Beginning Database Design - Spot the Flaws

  • I've read everything: interesting article and comments!

    FWIW, here's my take on a first-cut design *for just books* [personally I would adjust it to allow reviews on other objects -- such as a web/magazine articles -- but that would break the domain of the q so I avoided doing that].

    Four (core) tables are needed (at least), as follows:

    Book [must be separate since info about book only is stored];

    Author [must be separate since info about author only is stored];

    BookAuthor [intersection table req'd because of m-n relationship betwn Book and Author];

    Review.

    Full details:

    Book (

    id INT IDENTITY(1, 1) NOT NULL,

    title VARCHAR(100) NOT NULL,

    datePublished DATETIME NULL, --some people ignore old(er) books, esp. in technology field

    owned TINYINT NULL,

    status TINYINT NULL,

    dateAcquired DATETIME NULL, --needed if you want to see how many books bought in a yr

    isbn13 CHAR(13) NULL, --nullable becz do you really check isbns when you look at books??

    imageURL varchar(200) NULL,

    isbn AS RIGHT(isbn13, 10)

    ) --Unique,nonclus = id; Clus indx = title

    Author (

    id INT IDENTITY(1, 1) NOT NULL,

    prefix NVARCHAR(10) NULL,

    firstName NVARCHAR(40) NOT NULL,

    midName NVARCHAR(40) NULL,

    lastName NVARCHAR(60) NOT NULL,

    suffix NVARCHAR(10) NULL,

    name AS ISNULL(prefix + N' ', N'') + firstName + N' ' + ISNULL(midName + N' ', N'') +

    lastName + ISNULL(N' ' + suffix, N'')

    ) --Unique,clus = id; Nonclus indx = (lastName, firstName, midName)

    BookAuthor (

    bookId INT NOT NULL,

    authorId INT NOT NULL,

    sequence SMALLINT DEFAULT 1 NOT NULL

    ) --Unique, clus = (bookId, authorId, sequence); FK: bookId REF Book(id), authorId REF Author(id)

    Review (

    bookId INT NOT NULL,

    date DATETIME NOT NULL,

    rating DECIMAL(2, 1) NOT NULL, /*to allow half stars also*/

    review TEXT NOT NULL --or VARCHAR(MAX) if available

    ) --Clus indx = date; FK: bookId REF Book(id)

    SQL DBA,SQL Server MVP(07, 08, 09) "Money can't buy you happiness." Maybe so, but it can make your unhappiness a LOT more comfortable!

  • Wow! What a hot subject! I have enjoyed the discussion of using an identity column as the primary key versus some "real" property of the data. I first learned building tables and databases using identity columns for the primary key, but in my current work, they are never used, so I was wondering which is preferred. Some excellent arguements in favor of the identity column.

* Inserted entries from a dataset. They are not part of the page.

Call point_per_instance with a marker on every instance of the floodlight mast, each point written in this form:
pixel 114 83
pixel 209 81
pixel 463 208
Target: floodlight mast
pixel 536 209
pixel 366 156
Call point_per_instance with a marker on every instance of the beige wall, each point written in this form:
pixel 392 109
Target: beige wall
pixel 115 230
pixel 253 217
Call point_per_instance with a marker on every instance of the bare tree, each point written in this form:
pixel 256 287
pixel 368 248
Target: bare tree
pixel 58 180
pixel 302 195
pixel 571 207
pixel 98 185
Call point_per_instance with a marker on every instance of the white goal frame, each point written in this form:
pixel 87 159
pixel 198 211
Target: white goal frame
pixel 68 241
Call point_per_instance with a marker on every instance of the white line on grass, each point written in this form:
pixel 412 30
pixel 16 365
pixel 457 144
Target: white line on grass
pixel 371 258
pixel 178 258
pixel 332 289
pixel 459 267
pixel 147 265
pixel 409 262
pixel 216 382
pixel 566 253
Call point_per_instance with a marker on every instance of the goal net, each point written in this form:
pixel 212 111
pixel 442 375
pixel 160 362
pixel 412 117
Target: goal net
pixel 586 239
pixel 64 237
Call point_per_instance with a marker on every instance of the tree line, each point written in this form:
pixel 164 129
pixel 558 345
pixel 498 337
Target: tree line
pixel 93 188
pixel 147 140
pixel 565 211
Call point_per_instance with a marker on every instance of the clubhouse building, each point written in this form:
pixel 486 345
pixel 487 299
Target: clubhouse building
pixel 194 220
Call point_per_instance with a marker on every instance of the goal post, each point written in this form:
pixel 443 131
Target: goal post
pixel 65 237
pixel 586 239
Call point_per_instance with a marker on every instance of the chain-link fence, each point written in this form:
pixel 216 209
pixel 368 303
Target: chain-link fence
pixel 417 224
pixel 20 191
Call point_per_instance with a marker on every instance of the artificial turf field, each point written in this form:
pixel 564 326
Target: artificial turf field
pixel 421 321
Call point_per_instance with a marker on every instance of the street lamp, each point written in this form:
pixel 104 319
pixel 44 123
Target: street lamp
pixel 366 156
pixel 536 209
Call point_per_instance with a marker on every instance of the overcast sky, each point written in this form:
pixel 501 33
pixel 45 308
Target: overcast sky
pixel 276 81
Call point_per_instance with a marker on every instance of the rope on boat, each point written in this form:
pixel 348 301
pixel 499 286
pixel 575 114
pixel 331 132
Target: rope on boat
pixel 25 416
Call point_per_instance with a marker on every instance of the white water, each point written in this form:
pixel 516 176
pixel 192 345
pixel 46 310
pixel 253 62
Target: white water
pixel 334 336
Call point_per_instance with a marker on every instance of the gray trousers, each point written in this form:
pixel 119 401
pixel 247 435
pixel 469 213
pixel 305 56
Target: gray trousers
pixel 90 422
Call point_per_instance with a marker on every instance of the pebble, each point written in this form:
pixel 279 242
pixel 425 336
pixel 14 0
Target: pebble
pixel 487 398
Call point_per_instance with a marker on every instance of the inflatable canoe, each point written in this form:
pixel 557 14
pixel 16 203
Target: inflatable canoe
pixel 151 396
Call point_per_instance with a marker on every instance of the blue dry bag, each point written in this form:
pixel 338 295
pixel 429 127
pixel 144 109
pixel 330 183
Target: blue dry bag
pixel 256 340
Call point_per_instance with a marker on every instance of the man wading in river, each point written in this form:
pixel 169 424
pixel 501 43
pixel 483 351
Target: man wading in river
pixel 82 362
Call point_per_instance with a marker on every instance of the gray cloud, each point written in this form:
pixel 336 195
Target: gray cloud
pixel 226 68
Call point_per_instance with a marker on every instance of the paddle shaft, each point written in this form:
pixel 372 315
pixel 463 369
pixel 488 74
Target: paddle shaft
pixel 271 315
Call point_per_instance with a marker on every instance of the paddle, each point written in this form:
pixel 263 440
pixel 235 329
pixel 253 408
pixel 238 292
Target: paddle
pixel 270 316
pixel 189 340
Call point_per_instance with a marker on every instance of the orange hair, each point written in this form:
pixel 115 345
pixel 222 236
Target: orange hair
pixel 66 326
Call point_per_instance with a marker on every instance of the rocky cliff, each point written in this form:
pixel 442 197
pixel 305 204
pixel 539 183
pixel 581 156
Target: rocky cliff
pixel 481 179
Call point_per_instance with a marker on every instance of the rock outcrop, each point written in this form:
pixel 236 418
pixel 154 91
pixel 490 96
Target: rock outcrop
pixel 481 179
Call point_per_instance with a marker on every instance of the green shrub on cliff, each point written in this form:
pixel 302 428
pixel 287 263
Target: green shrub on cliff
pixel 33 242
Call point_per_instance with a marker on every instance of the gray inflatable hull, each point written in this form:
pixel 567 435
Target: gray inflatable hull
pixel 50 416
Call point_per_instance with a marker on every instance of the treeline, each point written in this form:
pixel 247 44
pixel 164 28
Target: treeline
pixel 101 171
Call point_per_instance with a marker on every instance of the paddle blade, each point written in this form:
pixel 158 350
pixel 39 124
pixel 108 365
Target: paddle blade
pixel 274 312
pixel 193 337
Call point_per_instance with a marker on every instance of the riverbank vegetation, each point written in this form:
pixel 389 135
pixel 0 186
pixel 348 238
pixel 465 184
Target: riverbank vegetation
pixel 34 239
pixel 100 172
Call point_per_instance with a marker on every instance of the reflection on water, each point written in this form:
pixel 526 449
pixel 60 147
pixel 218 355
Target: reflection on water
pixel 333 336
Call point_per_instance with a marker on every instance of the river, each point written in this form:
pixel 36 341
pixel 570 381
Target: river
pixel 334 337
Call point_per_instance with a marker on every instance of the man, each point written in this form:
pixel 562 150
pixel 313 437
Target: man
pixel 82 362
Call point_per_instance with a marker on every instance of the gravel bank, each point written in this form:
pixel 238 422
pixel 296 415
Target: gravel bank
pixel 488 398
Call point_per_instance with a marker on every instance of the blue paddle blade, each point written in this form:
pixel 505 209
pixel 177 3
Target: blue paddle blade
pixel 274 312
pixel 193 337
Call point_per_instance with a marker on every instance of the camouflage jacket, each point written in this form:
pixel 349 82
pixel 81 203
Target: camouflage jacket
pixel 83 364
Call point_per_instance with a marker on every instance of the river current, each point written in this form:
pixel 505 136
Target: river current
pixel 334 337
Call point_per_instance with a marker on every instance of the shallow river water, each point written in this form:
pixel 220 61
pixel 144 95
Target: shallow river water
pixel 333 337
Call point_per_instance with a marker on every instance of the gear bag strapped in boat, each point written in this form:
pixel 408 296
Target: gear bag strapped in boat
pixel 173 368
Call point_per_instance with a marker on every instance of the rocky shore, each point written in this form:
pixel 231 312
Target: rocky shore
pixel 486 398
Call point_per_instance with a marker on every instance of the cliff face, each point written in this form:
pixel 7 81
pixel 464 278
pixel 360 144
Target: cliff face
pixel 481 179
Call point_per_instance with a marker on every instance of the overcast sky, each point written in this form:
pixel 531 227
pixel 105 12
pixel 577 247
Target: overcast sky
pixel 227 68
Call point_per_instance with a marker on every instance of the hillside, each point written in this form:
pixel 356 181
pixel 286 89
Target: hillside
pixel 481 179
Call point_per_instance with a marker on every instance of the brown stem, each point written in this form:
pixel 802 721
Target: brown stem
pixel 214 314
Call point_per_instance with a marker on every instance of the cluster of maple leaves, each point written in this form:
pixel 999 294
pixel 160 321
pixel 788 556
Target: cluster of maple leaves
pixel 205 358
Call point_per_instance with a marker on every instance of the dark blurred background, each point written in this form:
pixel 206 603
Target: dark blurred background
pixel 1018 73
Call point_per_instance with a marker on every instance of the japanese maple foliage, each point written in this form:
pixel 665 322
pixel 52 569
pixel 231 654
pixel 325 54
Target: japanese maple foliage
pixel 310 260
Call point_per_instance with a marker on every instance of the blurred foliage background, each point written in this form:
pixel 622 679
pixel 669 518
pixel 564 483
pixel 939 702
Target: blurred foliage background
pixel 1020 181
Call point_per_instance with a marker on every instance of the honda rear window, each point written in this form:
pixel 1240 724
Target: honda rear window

    By the way, I like Russ's idea to make the Owner column a varchar datatype, and store the name of the person you borrowed the book from, even though this was not the original intent for this column. Putting myself into Steve's shoes, if I were borrowing a lot of the books I want to review (as opposed to buying all of them), this would be a great way to keep track of who to return them to!

  • I like Identity columns. I just don't like them enough to use them without merit.

    I believe they are at their best when strong relations are being used, and when the application is complex. This is especially true when new data is constantly being added. They are good PKs and excellent FKs.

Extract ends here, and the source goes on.